Thursday, May 18, 2006

Angling

OK, I know that it's not a new story that
New federal guidelines ask all females capable of conceiving a baby to treat themselves -- and to be treated by the health care system -- as pre-pregnant, regardless of whether they plan to get pregnant anytime soon.
- it's a couple of days old, and plenty of people have weighed in on it. But I can't stop thinking about it.

I wonder if I'm so up in arms because I don't plan to get pregnant, and I can only think of these things from my point of view. Still, it shouldn't matter, I'm a woman, and my opinion on women's rights is as valid as any other woman. I live with the results every day. We all do, of course, but just like I can never know what it's like to be a black man, neither can men know what it's like to be a woman. Look at me, stating the obvious! Wheee!

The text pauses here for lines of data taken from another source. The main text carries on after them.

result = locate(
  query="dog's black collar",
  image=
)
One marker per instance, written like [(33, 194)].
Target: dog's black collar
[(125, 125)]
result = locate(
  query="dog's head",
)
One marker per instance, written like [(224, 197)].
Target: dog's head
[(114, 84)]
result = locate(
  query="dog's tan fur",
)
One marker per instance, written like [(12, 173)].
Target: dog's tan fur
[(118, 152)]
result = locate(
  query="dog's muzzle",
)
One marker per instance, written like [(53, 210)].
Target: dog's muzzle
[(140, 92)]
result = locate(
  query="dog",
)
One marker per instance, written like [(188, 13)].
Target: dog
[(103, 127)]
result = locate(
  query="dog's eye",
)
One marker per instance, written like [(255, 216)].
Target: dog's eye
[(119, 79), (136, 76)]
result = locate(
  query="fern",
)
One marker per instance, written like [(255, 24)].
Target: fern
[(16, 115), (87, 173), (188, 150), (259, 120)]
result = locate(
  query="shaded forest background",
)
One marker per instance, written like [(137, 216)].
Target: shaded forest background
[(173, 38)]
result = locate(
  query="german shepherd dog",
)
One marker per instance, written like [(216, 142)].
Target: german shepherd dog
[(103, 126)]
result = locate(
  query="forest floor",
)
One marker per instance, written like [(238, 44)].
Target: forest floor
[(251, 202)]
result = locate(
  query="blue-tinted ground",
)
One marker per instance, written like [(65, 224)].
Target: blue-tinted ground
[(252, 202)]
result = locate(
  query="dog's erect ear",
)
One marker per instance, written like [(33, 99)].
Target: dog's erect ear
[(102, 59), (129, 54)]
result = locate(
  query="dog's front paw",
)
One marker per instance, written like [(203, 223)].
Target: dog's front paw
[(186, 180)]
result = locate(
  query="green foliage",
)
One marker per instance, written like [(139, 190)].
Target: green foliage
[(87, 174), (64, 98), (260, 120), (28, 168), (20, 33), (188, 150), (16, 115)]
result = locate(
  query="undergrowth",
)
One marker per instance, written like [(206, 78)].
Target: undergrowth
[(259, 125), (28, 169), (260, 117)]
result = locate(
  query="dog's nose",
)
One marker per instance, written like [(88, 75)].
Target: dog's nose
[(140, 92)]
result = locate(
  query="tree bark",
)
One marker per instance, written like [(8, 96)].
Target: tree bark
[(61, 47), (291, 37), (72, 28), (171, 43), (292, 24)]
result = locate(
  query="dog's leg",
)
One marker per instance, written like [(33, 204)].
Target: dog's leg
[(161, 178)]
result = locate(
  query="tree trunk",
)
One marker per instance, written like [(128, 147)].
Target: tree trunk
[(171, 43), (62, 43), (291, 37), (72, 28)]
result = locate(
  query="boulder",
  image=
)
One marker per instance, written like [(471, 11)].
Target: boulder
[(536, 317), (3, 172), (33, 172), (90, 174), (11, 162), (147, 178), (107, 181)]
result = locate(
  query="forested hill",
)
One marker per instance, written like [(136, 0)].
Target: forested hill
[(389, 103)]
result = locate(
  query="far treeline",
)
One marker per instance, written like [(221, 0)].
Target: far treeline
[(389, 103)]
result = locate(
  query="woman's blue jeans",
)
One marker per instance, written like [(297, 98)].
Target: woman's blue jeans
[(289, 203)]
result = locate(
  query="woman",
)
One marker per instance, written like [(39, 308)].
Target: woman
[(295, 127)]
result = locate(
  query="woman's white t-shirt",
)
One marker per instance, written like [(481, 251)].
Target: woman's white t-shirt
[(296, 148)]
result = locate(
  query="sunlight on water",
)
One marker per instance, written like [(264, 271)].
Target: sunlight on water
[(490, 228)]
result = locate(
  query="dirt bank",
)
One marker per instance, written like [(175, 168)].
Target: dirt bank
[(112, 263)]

OK, so back to the article. It talks about how women should
take folic acid supplements, refrain from smoking, maintain a healthy weight and keep chronic conditions such as asthma and diabetes under control
Now, forgive me if I'm missing something, here, but aren't we all supposed to be doing those things anyway, just in general? I mean, is there any doctor out there who says, "Oh, yeah. You're not pregnant, so you can go ahead and smoke 'em if you got 'em!". Are there doctors advocating unhealthy weights, or telling people that it's OK to let their asthma or diabetes slide, untreated, careening out of control?

Just in case you're the one person who does not know the answer to my rhetorical questions, no, there are not doctors who are all right with those things. In fact, these things are just about good health, period. And truthfully, everyone should, in fact keep themselves in as healthy a state as possible, just on general principal. The fact that lots of us don't is a mystery of human nature, and a study in self destruction, but it's certainly not to be lain at the feet of our doctors, who are always telling us to lose weight, exercise, and lay off the smoking and excessive booze.

So if this is good general advice, why the "pre-pregnancy" crap? That's the part that bothers me, personally. Is it because someone got the idea in their head that women would be more likely to take care of themselves if the government told them that they were harming their future children? Was it just a new twist on the old manipulation of trying to get women to take care of themselves in spite of themselves? "If you won't do it for you, do it for the babies"? That's fairly insulting, but at least good-intentioned. But what if it's not just that? What if it really is just someone's idea that women aren't any good to society if we're not pushing out the next generation (of men)? What then?

The wording in this initiative, this "preconception care", it makes me itchy. What I've learned in life is that things that make me itchy are not good things for me. I don't like it, I don't like it at all. My day to day life, my existence as a person, as Tami, is not my "preconception life", it's just my life, period.